A magic square in which the broken diagonals have the same sum as the rows, columns, and diagonals is called a pandiagonal magic square.

Examples of broken diagonals from the number square in the image are as follows: 3,12,14,5; 10,1,7,16; 10,13,7,4; 15,8,2,9; 15,12,2,5; and 6,13,11,4.

The fact that this square is a pandiagonal magic square can be verified by checking that all of its broken diagonals add up to the same constant:

 3+12+14+5 = 34

 10+1+7+16 = 34

 10+13+7+4 = 34

One way to visualize a broken diagonal is to imagine a "ghost image" of the panmagic square adjacent to the original:

The set of numbers {3, 12, 14, 5} of a broken diagonal, wrapped around the original square, can be seen starting with the first square of the ghost image and moving down to the left.

==In linear algebra==

Broken diagonals are used in a formula to find the determinant of 3 by 3 matrices.

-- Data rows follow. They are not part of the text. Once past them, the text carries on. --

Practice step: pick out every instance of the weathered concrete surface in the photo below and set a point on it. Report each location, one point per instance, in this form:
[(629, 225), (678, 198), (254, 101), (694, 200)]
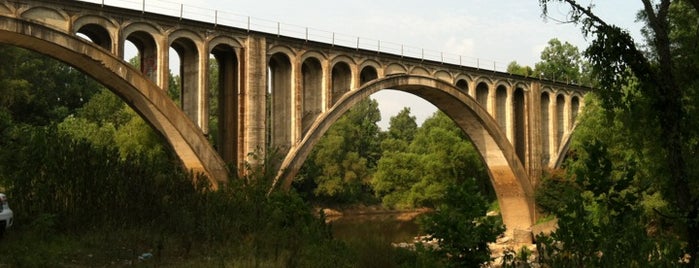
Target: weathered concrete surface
[(509, 179), (284, 92), (138, 92)]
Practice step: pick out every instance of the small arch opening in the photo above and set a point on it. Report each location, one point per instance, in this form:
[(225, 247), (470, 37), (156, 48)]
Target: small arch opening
[(341, 80), (147, 58), (482, 93), (462, 85), (312, 73), (279, 103), (501, 107), (520, 125), (560, 119), (367, 74), (545, 129), (223, 102), (574, 109), (188, 54), (96, 34)]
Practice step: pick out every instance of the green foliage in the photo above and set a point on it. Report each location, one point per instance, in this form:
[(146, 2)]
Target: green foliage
[(650, 92), (515, 68), (461, 227), (37, 90), (341, 164), (607, 188), (560, 62), (438, 155)]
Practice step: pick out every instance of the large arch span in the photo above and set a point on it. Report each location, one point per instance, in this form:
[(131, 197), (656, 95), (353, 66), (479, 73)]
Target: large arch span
[(506, 172), (146, 98)]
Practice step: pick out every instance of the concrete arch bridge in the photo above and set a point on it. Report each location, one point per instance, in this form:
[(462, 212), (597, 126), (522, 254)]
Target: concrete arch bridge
[(284, 92)]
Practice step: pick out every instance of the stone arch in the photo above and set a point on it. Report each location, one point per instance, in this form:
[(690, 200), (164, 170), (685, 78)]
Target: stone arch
[(367, 74), (145, 97), (224, 40), (443, 75), (312, 91), (188, 48), (545, 104), (395, 68), (483, 93), (280, 77), (144, 36), (519, 141), (462, 84), (560, 121), (509, 179), (289, 52), (372, 64), (50, 17), (575, 106), (340, 80), (501, 107), (417, 70), (321, 57), (226, 131), (5, 9), (100, 30)]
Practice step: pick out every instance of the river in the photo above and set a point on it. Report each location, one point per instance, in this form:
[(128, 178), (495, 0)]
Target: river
[(388, 226)]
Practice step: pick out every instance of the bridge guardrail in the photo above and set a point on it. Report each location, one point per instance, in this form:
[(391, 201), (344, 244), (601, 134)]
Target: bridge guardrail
[(227, 18)]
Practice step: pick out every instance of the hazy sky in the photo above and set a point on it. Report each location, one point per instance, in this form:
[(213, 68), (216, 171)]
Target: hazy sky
[(491, 30)]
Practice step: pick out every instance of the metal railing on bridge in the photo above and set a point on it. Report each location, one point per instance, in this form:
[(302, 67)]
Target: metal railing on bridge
[(226, 18)]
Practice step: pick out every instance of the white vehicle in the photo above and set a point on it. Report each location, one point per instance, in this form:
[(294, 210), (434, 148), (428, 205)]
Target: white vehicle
[(6, 215)]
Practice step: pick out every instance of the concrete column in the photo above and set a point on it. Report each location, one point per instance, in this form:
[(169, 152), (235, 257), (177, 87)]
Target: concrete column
[(162, 71), (568, 114), (327, 86), (551, 125), (296, 101), (534, 126), (472, 88), (326, 97), (202, 93), (254, 89), (490, 105), (509, 115)]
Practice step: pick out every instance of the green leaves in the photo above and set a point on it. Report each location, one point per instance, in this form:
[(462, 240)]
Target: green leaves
[(437, 156), (461, 227)]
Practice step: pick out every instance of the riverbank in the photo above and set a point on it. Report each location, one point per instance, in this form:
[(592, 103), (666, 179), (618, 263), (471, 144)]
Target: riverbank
[(333, 213)]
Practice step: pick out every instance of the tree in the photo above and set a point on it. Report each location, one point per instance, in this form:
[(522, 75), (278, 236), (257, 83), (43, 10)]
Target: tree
[(654, 90), (341, 164), (607, 187), (560, 62), (515, 68), (439, 155), (461, 226)]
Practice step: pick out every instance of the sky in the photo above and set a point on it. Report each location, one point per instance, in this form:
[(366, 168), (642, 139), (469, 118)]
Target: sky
[(497, 31)]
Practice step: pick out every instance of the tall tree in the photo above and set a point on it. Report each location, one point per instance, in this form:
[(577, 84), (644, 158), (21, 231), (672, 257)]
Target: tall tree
[(342, 162), (663, 81), (438, 156), (560, 62)]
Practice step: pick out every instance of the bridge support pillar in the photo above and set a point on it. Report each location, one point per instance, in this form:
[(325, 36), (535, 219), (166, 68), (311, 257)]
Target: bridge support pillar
[(254, 96)]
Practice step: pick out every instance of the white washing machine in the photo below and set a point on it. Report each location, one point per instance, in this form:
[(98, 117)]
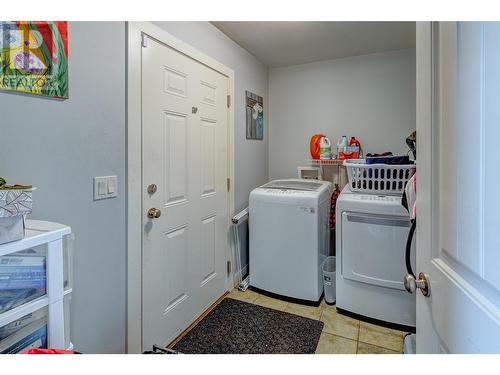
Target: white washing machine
[(289, 237), (371, 234)]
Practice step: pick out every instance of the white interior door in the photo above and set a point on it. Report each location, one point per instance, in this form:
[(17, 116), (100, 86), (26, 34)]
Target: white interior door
[(458, 201), (184, 172)]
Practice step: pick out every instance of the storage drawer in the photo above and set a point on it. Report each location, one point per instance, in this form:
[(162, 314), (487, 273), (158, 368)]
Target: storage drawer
[(23, 277), (30, 331), (68, 262), (373, 249)]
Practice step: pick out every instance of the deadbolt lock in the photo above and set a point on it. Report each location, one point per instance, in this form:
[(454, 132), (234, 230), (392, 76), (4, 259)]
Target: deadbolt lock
[(411, 284), (154, 213)]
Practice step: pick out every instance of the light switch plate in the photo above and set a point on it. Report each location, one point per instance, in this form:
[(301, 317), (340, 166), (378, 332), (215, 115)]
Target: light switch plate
[(105, 187)]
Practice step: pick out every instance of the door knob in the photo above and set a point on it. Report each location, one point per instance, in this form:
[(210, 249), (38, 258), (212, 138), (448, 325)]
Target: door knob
[(154, 213), (422, 283)]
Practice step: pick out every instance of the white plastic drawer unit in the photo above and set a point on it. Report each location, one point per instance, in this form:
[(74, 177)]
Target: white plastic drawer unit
[(29, 331), (368, 240)]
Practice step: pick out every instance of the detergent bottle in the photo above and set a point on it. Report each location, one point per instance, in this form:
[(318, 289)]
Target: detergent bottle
[(355, 148), (341, 146), (314, 145), (325, 148)]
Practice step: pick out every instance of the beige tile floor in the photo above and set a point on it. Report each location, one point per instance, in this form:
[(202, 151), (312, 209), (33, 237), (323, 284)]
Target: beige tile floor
[(341, 334)]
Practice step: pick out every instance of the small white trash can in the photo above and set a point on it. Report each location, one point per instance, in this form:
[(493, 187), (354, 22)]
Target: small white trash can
[(329, 271)]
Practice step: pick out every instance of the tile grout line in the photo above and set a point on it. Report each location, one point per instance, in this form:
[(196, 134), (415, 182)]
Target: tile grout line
[(357, 341)]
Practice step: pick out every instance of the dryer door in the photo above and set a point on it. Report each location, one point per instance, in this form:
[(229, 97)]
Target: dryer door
[(373, 248)]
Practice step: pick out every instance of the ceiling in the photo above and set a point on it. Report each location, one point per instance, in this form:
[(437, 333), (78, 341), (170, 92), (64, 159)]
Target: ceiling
[(290, 43)]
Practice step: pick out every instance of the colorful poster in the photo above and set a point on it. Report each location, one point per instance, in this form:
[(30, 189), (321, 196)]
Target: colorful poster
[(255, 116), (34, 57)]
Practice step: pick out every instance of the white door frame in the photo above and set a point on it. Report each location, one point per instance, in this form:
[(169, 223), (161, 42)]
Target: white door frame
[(134, 164)]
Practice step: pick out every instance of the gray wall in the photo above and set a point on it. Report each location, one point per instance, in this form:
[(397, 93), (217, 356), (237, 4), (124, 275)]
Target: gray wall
[(371, 97), (251, 165), (58, 146)]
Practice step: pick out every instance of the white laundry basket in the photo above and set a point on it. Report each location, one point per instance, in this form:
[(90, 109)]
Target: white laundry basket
[(329, 273), (378, 178)]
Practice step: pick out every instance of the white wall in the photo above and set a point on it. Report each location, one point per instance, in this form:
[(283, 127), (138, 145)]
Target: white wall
[(371, 97), (251, 165), (58, 146)]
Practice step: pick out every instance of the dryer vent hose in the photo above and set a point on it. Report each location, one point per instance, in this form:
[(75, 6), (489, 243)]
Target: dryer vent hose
[(408, 247)]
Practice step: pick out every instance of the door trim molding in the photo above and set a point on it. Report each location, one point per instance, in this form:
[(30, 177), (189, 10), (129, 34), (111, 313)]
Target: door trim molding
[(134, 213)]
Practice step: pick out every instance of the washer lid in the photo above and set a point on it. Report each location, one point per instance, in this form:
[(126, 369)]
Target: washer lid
[(304, 185)]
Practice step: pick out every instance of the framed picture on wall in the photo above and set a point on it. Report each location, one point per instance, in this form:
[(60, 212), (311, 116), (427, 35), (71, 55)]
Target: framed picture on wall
[(255, 116), (34, 57)]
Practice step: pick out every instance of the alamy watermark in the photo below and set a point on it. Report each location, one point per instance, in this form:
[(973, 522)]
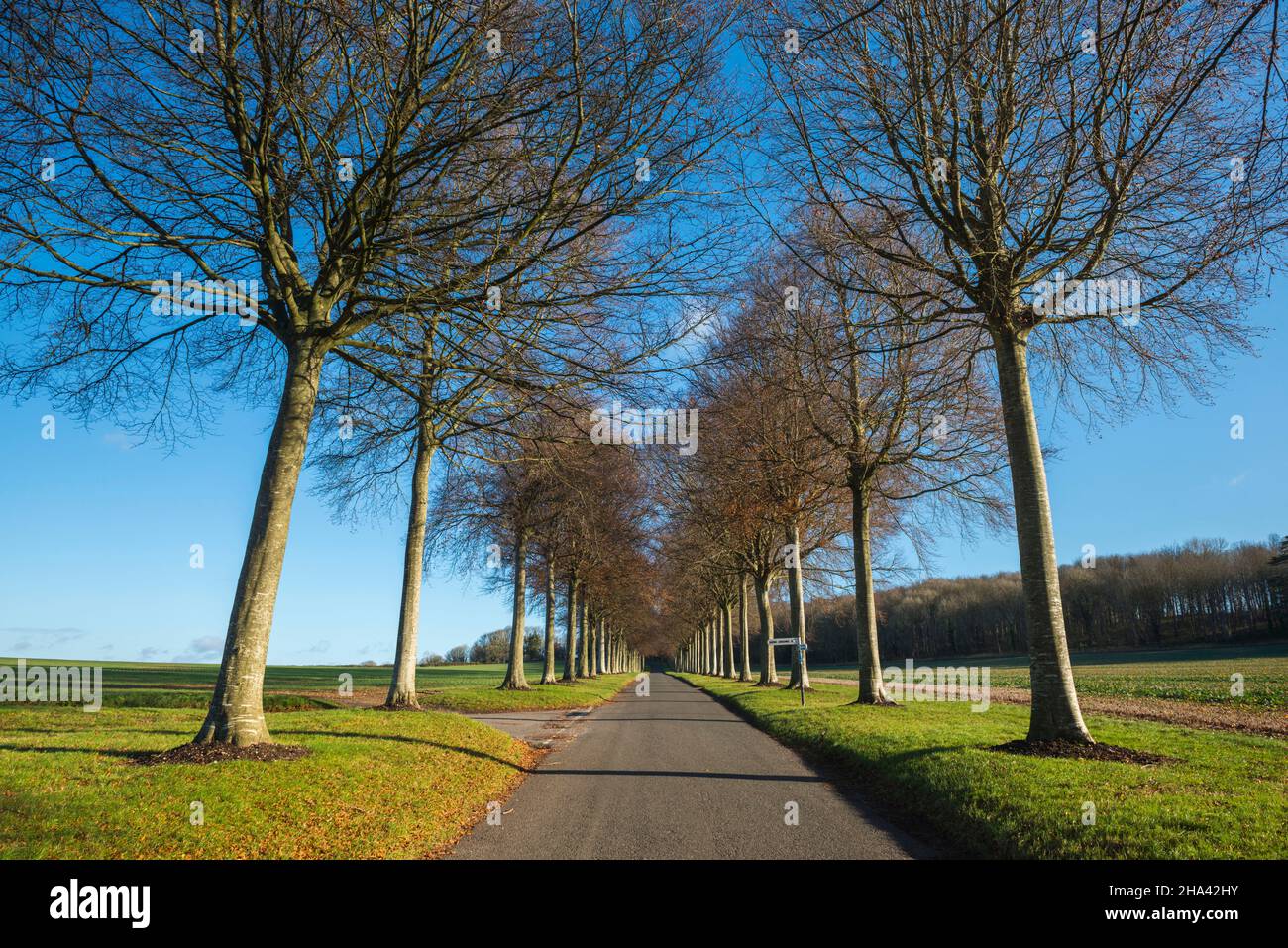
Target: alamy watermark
[(1063, 296), (179, 296), (941, 683), (58, 685), (618, 425)]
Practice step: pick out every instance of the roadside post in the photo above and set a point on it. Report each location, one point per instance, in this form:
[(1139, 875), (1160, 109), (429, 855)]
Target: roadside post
[(800, 648)]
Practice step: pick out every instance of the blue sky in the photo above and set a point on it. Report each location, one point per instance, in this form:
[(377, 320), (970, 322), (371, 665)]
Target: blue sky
[(95, 561)]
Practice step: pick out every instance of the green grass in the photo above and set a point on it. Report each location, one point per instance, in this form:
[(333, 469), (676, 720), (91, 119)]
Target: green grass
[(376, 785), (928, 766), (581, 693), (1179, 674), (471, 687)]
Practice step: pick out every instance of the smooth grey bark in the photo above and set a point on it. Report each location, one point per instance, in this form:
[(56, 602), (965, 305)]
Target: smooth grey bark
[(726, 635), (571, 640), (768, 672), (599, 648), (548, 670), (583, 661), (745, 635), (797, 597), (514, 677), (1054, 714), (236, 712), (402, 687), (871, 687)]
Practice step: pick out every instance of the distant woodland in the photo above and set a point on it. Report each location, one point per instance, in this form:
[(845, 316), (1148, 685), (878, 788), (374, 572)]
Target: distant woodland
[(1203, 590)]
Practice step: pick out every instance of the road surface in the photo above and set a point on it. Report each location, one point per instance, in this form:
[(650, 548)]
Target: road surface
[(673, 776)]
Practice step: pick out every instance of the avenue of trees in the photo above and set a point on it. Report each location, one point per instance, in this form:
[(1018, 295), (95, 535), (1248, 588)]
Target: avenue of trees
[(436, 239)]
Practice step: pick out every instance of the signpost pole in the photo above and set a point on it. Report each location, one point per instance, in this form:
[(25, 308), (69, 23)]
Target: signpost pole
[(800, 659), (800, 653)]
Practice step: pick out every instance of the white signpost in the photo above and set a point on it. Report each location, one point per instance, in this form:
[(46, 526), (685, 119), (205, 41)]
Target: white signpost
[(800, 646)]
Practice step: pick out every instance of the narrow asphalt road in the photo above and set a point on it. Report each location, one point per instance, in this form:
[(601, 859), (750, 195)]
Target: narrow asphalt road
[(675, 775)]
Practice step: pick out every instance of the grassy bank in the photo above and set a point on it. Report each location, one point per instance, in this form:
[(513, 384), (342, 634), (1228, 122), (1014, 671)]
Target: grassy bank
[(481, 699), (927, 764), (317, 686), (375, 785)]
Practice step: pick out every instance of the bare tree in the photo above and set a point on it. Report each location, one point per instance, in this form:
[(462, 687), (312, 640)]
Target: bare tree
[(308, 149), (1048, 151)]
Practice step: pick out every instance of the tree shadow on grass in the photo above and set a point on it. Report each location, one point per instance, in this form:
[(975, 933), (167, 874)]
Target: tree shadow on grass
[(403, 738)]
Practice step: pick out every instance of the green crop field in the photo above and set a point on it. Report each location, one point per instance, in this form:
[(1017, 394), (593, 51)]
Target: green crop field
[(314, 686), (1181, 674), (374, 785)]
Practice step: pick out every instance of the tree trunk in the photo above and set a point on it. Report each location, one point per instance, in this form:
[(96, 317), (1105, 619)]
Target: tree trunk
[(583, 660), (745, 670), (768, 672), (797, 597), (571, 640), (871, 687), (402, 689), (514, 677), (236, 711), (548, 670), (1055, 712), (726, 636)]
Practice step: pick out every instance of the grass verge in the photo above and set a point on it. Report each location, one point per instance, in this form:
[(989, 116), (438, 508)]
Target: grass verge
[(481, 699), (374, 786), (928, 766)]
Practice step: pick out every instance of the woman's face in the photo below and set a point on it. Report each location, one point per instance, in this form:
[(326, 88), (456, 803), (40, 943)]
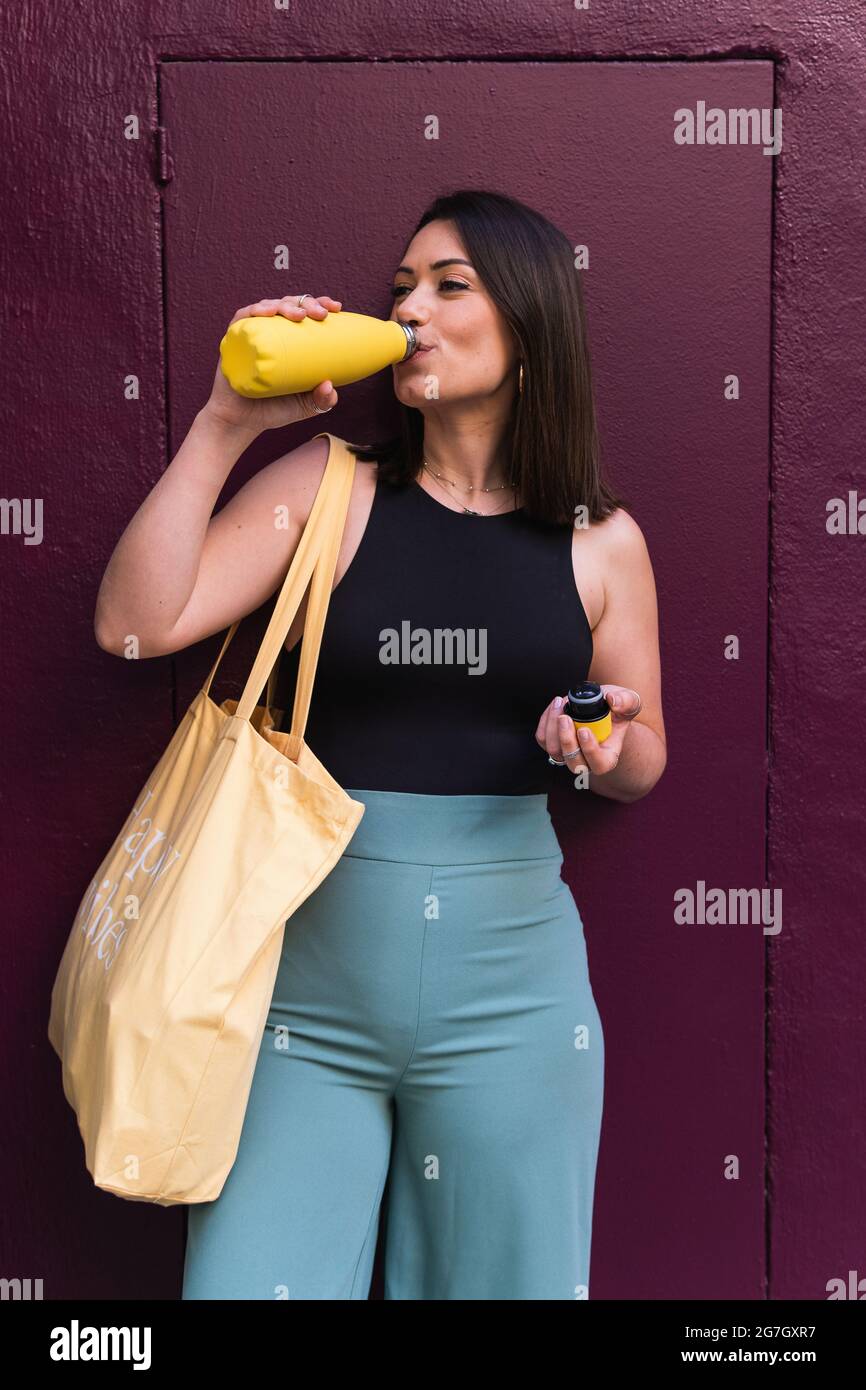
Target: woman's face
[(471, 349)]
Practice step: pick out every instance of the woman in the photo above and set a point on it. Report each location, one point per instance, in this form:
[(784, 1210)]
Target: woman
[(433, 1052)]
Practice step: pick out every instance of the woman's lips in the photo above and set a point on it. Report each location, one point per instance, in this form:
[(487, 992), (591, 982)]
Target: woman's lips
[(419, 352)]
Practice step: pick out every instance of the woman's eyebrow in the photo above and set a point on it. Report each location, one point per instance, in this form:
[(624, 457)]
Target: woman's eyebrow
[(453, 260)]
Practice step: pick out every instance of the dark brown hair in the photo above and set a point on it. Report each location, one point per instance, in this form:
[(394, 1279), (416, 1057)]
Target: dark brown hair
[(527, 268)]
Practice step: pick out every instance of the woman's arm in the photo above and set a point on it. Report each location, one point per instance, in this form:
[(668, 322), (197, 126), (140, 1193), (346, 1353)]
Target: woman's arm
[(626, 652), (178, 574)]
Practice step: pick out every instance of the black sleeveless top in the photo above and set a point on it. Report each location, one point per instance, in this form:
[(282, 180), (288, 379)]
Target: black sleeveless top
[(444, 642)]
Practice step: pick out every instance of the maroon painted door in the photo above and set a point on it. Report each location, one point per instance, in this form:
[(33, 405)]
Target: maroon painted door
[(323, 168)]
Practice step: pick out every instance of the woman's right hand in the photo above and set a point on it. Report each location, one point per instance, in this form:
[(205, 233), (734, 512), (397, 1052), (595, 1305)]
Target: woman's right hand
[(239, 412)]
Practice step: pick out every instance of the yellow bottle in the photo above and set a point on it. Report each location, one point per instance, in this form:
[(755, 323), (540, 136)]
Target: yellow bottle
[(270, 355), (590, 709)]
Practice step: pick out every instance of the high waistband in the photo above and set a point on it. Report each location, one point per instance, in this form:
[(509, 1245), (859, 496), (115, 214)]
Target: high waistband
[(414, 827)]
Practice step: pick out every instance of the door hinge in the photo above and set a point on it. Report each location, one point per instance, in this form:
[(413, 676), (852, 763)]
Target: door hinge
[(163, 159)]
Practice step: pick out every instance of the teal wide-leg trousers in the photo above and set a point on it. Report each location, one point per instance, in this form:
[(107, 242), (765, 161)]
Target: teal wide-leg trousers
[(433, 1059)]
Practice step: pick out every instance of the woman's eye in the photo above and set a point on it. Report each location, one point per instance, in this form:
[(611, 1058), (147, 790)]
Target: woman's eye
[(446, 284)]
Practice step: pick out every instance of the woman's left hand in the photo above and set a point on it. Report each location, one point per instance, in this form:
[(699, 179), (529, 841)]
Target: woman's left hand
[(558, 736)]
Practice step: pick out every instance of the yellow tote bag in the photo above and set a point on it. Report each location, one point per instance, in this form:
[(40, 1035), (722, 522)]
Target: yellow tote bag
[(163, 990)]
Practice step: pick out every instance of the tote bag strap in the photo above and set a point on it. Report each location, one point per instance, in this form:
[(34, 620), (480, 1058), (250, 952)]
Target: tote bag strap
[(316, 556)]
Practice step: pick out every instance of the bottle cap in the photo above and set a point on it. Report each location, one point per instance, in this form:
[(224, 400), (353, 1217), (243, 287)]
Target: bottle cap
[(585, 702), (412, 341)]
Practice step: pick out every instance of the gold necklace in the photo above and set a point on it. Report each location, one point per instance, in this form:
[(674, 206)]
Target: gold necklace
[(471, 488), (470, 510)]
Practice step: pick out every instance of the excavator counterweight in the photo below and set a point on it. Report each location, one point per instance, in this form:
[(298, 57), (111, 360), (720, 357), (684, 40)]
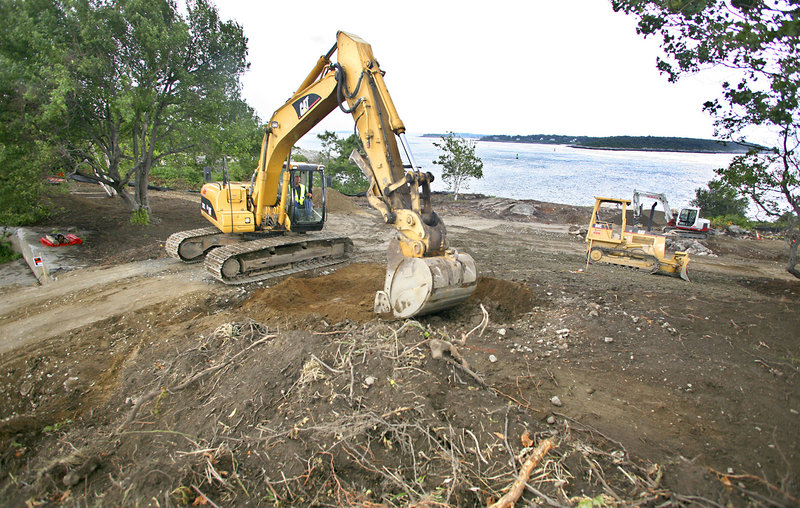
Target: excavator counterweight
[(271, 226)]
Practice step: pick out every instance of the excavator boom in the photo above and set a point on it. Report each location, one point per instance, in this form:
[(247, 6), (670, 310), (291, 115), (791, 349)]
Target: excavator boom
[(423, 275)]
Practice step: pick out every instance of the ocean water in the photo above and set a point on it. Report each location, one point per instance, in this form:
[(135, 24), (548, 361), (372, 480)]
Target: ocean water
[(573, 176)]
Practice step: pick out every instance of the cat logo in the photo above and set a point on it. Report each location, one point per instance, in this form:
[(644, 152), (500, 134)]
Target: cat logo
[(304, 104)]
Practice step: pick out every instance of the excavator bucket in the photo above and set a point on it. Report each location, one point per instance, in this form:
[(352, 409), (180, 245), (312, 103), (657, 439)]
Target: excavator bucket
[(416, 286), (684, 274)]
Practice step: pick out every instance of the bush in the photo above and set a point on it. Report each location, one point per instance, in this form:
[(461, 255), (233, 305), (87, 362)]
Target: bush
[(140, 217), (723, 221), (719, 200), (177, 177), (6, 252)]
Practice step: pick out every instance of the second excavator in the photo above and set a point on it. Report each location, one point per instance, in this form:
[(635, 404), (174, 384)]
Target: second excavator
[(271, 226)]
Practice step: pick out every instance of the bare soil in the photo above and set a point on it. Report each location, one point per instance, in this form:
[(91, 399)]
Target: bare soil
[(141, 382)]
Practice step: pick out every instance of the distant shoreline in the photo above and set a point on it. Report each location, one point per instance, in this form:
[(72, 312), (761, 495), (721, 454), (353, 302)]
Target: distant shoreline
[(620, 143), (667, 150)]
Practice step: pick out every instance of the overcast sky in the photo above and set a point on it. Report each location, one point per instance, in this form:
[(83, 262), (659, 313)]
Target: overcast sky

For a 3 × 3 matrix A, its determinant is
$$\begin{align}
  |A| = \begin{vmatrix} a & b & c \\ d & e & f \\ g & h & i \end{vmatrix}
     &= a\,\begin{vmatrix} \Box & \Box & \Box \\ \Box & e & f \\ \Box & h & i \end{vmatrix} -
        b\,\begin{vmatrix} \Box & \Box & \Box \\ d & \Box & f \\ g & \Box & i \end{vmatrix} +
        c\,\begin{vmatrix} \Box & \Box & \Box \\ d & e & \Box \\ g & h & \Box \end{vmatrix} \\[3pt]
     &= a\,\begin{vmatrix} e & f \\ h & i \end{vmatrix} -
        b\,\begin{vmatrix} d & f \\ g & i \end{vmatrix} +
        c\,\begin{vmatrix} d & e \\ g & h \end{vmatrix} \\[3pt]
     &= aei + bfg + cdh - ceg - bdi - afh.
\end{align}$$

Here, $bfg, cdh, bdi,$ and $afh$ are (products of the elements of) the broken diagonals of the matrix.

Broken diagonals are used in the calculation of the determinants of all matrices of size 3 × 3 or larger. This can be shown by using the matrix's minors to calculate the determinant.